Robin Powell: Hello there. The active fund management industry is one of the biggest and most lucrative industries the world. According to Boston Consulting Group, it made profits in 2014 of $102 billion.
And yet only a tiny fraction of actively managed funds succeed in outperforming their benchmarks with any degree of consistency.
So why should that be? The investment author and consultant Charley Ellis believes there’s a direct link between the sheer number of active managers and their poor performance. When Ellis left Harvard Business School in the early 1960s, he was one of only two students to enter the investment management industry.
Charley Ellis: The two of us went to Wall Street. The next year there were 3 or 4. By the time a decade had gone by there were 50 or 100 coming in every single year. A flood of extraordinarily ambitious, talented, well-educated, knowledgeable people coming into investment management. As a group, those individuals, now a couple of hundred thousand of them, all over the world, all competing for trying to figure out what the price of every single security ought to be, have done a very good job in figuring out what the prices really ought to be.
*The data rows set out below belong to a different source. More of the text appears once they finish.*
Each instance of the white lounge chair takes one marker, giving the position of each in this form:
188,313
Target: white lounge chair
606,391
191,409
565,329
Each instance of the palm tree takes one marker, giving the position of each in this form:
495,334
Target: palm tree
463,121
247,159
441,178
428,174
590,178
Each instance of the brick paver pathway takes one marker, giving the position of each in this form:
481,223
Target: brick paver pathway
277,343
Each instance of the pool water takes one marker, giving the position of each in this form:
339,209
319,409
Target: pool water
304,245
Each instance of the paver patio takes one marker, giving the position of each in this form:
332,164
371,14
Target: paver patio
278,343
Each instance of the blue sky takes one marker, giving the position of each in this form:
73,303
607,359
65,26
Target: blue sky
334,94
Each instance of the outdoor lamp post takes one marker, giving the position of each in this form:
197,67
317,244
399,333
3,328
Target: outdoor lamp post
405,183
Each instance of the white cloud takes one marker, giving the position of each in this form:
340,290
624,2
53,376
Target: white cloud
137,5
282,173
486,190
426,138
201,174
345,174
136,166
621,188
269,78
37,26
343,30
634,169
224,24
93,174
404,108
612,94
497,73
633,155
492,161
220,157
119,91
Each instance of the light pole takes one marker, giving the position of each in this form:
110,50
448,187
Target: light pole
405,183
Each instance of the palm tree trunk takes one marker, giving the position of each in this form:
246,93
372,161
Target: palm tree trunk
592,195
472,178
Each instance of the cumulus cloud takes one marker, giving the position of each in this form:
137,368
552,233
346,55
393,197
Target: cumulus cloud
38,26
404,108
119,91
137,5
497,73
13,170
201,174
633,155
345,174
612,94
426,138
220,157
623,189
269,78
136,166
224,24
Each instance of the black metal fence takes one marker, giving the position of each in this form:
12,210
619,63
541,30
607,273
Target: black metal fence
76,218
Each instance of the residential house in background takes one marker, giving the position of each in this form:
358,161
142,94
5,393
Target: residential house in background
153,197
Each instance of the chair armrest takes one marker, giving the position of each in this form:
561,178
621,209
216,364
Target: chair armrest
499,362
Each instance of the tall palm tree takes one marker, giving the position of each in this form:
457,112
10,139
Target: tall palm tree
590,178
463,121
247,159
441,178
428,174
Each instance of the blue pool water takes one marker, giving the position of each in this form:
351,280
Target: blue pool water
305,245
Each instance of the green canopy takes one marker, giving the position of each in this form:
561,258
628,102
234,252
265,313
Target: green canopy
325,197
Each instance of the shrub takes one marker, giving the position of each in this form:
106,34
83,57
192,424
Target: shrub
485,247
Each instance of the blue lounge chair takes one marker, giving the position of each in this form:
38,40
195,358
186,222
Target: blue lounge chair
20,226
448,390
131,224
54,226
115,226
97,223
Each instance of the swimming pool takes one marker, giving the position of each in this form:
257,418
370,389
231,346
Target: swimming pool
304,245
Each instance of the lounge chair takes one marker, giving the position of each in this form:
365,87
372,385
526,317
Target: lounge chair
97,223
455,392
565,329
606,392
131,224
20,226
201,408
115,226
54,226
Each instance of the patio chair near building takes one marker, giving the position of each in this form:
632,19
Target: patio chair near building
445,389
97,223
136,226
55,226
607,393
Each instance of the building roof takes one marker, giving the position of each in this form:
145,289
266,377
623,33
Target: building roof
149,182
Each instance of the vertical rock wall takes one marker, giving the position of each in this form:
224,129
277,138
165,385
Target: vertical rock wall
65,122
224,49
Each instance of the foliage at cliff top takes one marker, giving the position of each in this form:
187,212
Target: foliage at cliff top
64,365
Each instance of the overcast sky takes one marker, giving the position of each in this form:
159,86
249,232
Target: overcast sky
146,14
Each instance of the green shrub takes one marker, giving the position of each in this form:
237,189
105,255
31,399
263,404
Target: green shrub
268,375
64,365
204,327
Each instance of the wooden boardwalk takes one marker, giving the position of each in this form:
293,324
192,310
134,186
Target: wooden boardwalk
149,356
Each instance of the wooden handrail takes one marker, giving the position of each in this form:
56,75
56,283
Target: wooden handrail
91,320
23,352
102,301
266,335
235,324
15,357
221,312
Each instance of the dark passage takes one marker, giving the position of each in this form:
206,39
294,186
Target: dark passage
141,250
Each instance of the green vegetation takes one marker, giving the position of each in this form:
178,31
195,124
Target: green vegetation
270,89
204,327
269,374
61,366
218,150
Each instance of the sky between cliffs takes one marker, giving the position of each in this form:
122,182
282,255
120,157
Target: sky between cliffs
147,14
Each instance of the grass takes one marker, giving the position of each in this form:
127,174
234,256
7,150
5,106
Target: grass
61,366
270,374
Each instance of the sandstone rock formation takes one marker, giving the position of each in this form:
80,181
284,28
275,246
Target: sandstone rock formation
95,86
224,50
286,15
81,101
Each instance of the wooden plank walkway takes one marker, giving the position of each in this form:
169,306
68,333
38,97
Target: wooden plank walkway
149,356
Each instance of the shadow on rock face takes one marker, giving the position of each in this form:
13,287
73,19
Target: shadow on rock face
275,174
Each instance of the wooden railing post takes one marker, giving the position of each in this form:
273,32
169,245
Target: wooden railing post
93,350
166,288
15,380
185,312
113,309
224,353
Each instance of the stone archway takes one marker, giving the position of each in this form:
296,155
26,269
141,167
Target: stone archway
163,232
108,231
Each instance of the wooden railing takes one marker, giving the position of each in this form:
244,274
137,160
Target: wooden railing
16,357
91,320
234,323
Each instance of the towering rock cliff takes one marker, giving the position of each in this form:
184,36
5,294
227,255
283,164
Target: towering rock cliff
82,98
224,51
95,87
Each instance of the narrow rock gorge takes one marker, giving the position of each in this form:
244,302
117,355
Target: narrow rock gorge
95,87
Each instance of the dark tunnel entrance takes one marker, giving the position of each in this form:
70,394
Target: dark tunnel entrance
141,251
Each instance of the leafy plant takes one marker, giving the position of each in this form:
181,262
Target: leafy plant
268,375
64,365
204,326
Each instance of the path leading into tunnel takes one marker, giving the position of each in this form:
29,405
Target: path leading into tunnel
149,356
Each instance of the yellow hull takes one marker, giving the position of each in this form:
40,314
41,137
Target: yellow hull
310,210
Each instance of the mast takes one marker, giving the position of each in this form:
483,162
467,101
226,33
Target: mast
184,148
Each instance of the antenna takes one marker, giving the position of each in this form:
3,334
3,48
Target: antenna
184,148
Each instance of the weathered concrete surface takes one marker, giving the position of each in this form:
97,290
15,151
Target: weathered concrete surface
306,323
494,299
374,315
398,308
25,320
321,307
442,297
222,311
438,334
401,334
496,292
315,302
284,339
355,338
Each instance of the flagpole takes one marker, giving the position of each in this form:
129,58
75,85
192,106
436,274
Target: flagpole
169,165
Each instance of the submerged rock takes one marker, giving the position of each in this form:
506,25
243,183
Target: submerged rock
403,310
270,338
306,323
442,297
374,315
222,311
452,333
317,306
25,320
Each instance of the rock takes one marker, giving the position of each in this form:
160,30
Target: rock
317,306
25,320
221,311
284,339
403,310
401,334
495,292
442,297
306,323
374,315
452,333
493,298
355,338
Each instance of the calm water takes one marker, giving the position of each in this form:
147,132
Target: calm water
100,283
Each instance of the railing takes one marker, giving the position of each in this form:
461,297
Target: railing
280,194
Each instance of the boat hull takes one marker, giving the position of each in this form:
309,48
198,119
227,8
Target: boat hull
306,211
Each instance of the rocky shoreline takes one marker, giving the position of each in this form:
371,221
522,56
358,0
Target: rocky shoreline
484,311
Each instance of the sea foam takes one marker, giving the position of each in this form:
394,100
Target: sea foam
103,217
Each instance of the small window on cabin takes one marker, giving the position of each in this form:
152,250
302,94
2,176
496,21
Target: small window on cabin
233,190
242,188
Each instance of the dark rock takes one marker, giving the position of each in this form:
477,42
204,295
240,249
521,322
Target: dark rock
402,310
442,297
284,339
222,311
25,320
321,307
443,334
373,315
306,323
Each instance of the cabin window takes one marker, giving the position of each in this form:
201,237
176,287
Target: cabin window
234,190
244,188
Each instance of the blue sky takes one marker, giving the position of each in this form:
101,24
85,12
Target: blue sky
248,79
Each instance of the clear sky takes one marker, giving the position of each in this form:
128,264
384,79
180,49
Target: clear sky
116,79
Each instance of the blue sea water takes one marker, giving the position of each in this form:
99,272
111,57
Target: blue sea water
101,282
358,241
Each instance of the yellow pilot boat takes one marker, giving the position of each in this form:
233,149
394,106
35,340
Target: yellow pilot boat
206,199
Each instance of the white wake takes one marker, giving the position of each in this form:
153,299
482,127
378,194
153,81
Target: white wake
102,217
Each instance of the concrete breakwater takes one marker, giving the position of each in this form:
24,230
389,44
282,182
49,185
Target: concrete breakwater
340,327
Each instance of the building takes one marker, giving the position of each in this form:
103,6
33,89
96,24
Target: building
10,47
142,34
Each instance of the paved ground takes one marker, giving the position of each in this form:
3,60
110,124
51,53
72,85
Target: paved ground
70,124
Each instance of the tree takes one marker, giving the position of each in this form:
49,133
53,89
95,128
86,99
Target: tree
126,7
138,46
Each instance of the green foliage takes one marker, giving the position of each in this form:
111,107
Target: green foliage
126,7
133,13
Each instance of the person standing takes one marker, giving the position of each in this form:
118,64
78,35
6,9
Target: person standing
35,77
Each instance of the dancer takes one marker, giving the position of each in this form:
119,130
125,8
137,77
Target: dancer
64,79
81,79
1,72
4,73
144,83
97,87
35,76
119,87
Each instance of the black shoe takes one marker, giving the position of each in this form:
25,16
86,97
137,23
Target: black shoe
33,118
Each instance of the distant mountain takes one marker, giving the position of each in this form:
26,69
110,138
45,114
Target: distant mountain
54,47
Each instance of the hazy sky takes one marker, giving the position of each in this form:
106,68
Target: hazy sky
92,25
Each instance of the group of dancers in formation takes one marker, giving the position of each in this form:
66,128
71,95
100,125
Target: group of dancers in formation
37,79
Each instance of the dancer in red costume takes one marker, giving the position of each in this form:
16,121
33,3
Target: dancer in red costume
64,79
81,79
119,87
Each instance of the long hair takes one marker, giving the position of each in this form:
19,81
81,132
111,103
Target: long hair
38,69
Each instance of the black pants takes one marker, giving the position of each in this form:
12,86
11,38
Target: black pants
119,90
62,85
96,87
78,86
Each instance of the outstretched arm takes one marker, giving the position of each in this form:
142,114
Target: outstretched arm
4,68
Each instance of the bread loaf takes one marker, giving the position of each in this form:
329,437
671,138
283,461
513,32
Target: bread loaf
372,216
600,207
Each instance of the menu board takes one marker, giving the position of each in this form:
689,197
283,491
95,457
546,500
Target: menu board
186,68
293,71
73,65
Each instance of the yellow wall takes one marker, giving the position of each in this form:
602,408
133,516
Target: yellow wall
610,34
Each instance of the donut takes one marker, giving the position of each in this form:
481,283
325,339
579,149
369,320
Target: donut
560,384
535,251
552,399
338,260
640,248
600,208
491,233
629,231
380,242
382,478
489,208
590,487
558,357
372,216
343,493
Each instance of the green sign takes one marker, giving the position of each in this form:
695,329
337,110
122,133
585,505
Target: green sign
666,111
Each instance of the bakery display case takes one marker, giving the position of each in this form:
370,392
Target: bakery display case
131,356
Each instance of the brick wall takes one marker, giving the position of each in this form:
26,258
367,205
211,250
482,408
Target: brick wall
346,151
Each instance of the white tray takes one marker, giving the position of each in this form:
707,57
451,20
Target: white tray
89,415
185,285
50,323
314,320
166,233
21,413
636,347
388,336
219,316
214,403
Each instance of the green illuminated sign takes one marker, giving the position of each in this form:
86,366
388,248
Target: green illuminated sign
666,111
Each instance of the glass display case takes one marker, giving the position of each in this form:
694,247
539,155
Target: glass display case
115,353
And the chance of doing better than all the others has gotten less, and less, and less. But the fee has stayed high so that incremental fee is hard pressed to earn its way to earn with the incremental return.
RP: When Charley Ellis started work, there were fund managers who really DID add value. That was because they had access to information that others didn’t. But things are very different now.
CE: The problem for most people I think is that they just don’t recognise not paying attention to how very many people there are who use the same kind of computers, have access to the same kind of staff, have Mike Bloomberg's wonderful system for gathering data and information anywhere you want it, use the same security analysis and research, get the same information from all the companies. So they are par-equal… and a whole bunch of different really important factors that 50 years ago really differentiated winners from the others. But now there is no differentiation because everybody has it.
RP: Charley Ellis believes that, slowly but surely, both institutional and retail investors are realising that active fund management is no longer worth the expense. He also suspects that, privately at least, active managers themselves are starting to acknowledge just how difficult a job they have.
CE: It’s very hard to recognise it what you’re doing, what you’re working at very very hard, and you know you’re talented, really talented, and deeply committed to it. And you get paid very well for doing it. And people look at you with great admiration and respect for your facility in the field. It’s really hard to say: “What we’re doing just doesn’t work.”